In monkeys, the muscarinic cholinergic receptor antagonist scopolamine is known to broadly disrupt learned behaviors, though the precise nature of the cognitive deficits has been questioned. Experimentally observable deficits in memory can be ascribed to poor attentional focusing, human interference as well as age, sex, and dosing regimen. Stress and social isolation can also play a role during behavioral testing, particularly in small nonhuman social primates like marmosets that have been used widely. In this study, we examine the effects of scopolamine in marmosets under conditions of reduced stress, attentional distraction, and human interference. Using a custom designed home-cage touchscreen-based testing system, we investigated the influence of scopolamine on the performance on a visual associative learning task. During self-paced, voluntary testing, monkeys learned to discriminate pairs of complex visual patterns through trial and error by touching the stimulus associated with reward.

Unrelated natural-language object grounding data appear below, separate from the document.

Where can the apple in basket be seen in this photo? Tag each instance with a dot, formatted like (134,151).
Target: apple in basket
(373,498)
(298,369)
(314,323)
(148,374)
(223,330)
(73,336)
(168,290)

Using this approach, we demonstrated over 75% discrimination accuracy in the eight marmosets tested (male and female) within three days of home-cage testing. Although the averaged data revealed no impact of acute or chronic scopolamine injections on learning, modeling the choice data with trial-level analysis revealed both age- and sex-specific deficits. The results demonstrate the value of home-cage testing combined with trial-level analysis to reveal subtle behavioral changes, such as those brought about by scopolamine. Significance statementWe created a custom home cage testing system to test the effects of muscarinic cholinergic blockade on complex discrimination learning in marmoset monkeys. We found that systemic scopolamine administration disrupts visual association learning in a manner that was specific to older females. This deficit was hidden in session-averaged measures and only became evident in trial-level modeling of the choice data. Our findings demonstrate that cholinergic blockade impairs the dynamics of learning in marmosets and highlights the value of trial-level analysis for detecting nuanced pharmacological effects on primate cognition.